How many maintainers at any given time feel comfortable hacking in the language? While superficially similar to the first point, it's actually quite different; posed differently, it's the difference between "can I write a full program in this language" and "can I effectively make changes to a program written in this language." At a certain level of fluency, a programmer picks up a special feat: the ability to look at any C/Fortran derived language and lift any knowledge they need about the syntax from the surrounding code. It's the difference between learning syntax, and learning a new programming paradigm. We may not be simultaneously Python/Perl/PHP/Java/Ruby/C experts, but the lessons in these languages carry over to one another, and many of us have working "hacker" knowledge in all of them. But Haskell is different: it's lineage is among that of Lisp, Miranda and ML, and the imperative knowledge simply does not translate. One hopes that it's still possible to tell what any given chunk of Haskell code does, but it's a strictly read-only capability.
Who else uses it? For one of the team members, migrating from Subversion to Git was a pretty hard sell, but at this point, minus the missing infrastructure for doing the migration properly, he's basically been convinced that this is the right way forward. One of the big reasons this was ok, though, was because they were able to list of projects (Linux, our kernel; AFS, our filesystem; Fedora, our distro) that they used regularly that also used Git. We can't say the same for Haskell: the "big" open-source high-visibility applications in Haskell are Xmonad and Darcs, of which many people have never used. As a student group, we have far more latitude to experiment with new technology, but lack of ubiquity means greater risk, and corporations are allergic to that kind of risk.
Is the ecosystem mature? Internally, we've given the Ruby maintainers and packagers a lot of flak for a terrible record at backwards compatibility (one instance left us unable to globally update our Rails instances because the code would automatically break the site if it detected a version mismatch). You see a little bit of the same in Haskell: static-cat doesn't actually build on a stock Fedora 11 server with the default packages installed, due to an old version of the cgi module that uses the Exception backwards compatibility wrapper and thus is incompatible with the rest of the exception handling code in the program. Further investigation reveals that the cgi module is not actually being actively maintained, and the Fedora cabal2spec script is buggy. I've personally had experiences of coming back to some Haskell code with up-to-date libraries from Hackage and finding that API drift has made my code not compile anymore. Cabal install refuses to upgrade all of your packages in one go.

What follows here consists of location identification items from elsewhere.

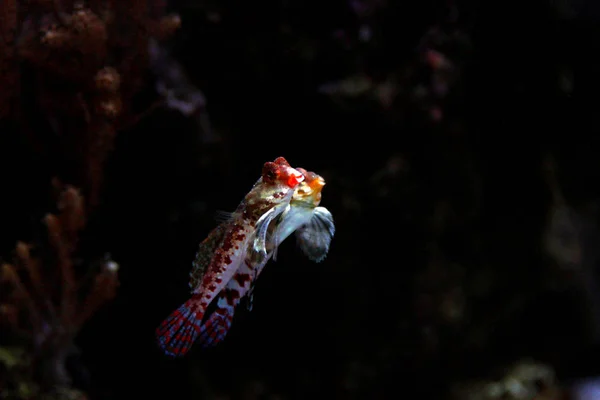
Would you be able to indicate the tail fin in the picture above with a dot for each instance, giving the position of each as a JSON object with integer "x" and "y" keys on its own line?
{"x": 214, "y": 330}
{"x": 178, "y": 332}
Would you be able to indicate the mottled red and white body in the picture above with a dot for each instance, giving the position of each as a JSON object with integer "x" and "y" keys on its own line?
{"x": 220, "y": 255}
{"x": 314, "y": 229}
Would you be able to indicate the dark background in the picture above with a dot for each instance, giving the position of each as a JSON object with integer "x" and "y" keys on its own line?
{"x": 457, "y": 226}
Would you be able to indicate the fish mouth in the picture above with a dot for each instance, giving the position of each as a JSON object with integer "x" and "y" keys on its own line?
{"x": 309, "y": 191}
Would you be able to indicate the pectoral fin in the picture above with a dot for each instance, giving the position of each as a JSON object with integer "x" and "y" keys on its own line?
{"x": 315, "y": 237}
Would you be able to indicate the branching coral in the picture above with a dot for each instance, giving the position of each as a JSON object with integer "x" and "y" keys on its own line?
{"x": 69, "y": 71}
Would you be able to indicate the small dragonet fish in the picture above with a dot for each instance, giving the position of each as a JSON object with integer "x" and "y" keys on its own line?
{"x": 314, "y": 230}
{"x": 227, "y": 246}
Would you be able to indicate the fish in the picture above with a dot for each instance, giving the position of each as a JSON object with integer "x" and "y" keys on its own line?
{"x": 225, "y": 249}
{"x": 314, "y": 229}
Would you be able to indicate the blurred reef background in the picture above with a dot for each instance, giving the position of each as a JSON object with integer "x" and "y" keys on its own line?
{"x": 459, "y": 144}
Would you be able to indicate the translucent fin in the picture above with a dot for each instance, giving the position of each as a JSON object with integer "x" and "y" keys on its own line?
{"x": 259, "y": 246}
{"x": 223, "y": 216}
{"x": 315, "y": 237}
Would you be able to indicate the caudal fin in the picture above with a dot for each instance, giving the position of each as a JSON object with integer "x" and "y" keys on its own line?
{"x": 214, "y": 330}
{"x": 178, "y": 332}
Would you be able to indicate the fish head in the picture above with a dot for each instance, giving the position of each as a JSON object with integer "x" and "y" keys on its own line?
{"x": 309, "y": 190}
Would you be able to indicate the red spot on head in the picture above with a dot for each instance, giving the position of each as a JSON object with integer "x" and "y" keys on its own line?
{"x": 282, "y": 161}
{"x": 271, "y": 172}
{"x": 282, "y": 172}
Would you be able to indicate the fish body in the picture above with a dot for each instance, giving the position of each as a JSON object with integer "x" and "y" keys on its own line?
{"x": 220, "y": 255}
{"x": 314, "y": 229}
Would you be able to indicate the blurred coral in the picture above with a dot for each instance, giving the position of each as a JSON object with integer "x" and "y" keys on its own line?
{"x": 69, "y": 71}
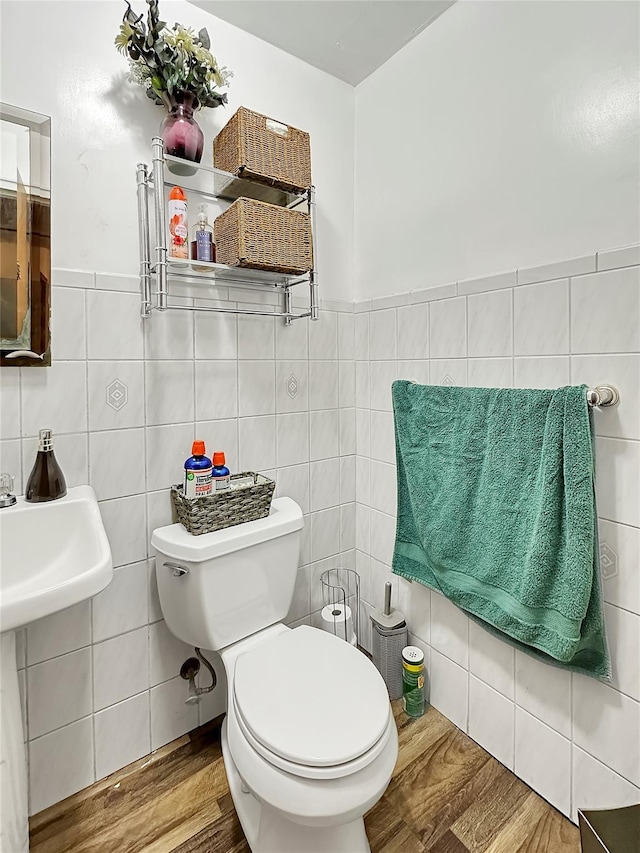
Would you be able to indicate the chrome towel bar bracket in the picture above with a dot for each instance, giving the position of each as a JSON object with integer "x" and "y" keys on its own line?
{"x": 603, "y": 396}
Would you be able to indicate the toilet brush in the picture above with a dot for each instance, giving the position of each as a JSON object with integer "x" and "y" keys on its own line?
{"x": 388, "y": 638}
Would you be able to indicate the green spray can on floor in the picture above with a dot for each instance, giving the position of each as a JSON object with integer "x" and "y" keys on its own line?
{"x": 413, "y": 681}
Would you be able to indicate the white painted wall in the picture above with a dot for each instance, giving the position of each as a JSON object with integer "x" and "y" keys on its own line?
{"x": 505, "y": 134}
{"x": 102, "y": 125}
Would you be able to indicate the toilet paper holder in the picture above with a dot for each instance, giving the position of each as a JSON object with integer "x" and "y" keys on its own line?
{"x": 340, "y": 612}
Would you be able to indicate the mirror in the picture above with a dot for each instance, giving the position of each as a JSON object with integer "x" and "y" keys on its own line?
{"x": 25, "y": 237}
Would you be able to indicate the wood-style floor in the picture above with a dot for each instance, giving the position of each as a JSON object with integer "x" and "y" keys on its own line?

There are many ways to work around this. A mitigating factor is that once you've compiled a Haskell program, you don't have to worry about package composition anymore. Workarounds include rewriting our code to be forwards and backwards compatible, doing stupid Fedora packaging tricks to make both versions of cgi live on our servers, convincing upstream that they really want to take the new version, or maintaining a separate system wide cabal install. But it's not ideal, and it makes people wonder.
I'm quite blessed to be working in an environment where the first point is really the point. Can we introduce Haskell into the codebase and expect to be able to maintain it in the long run? There'll always be C hackers on the team (or at least, there better be; some of our most important security properties are wrapped up in a patch to a kernel module), but will there always be Haskell hackers on the team? There's no way to really know the answer to the question.
I personally remain optimistic. It's an experiment, and you're not going to get any better chance to make this happen than in this environment. The presence of Haskell code may attract contributors to the project that may not have been originally drawn by the fact that, down beneath it all, we're a "gratis shared web hosting provider" for our community. Haskell seems singularly aligned to be the language to break into mainstream (sorry Simon!) And when was there ever any innovation without a little risk?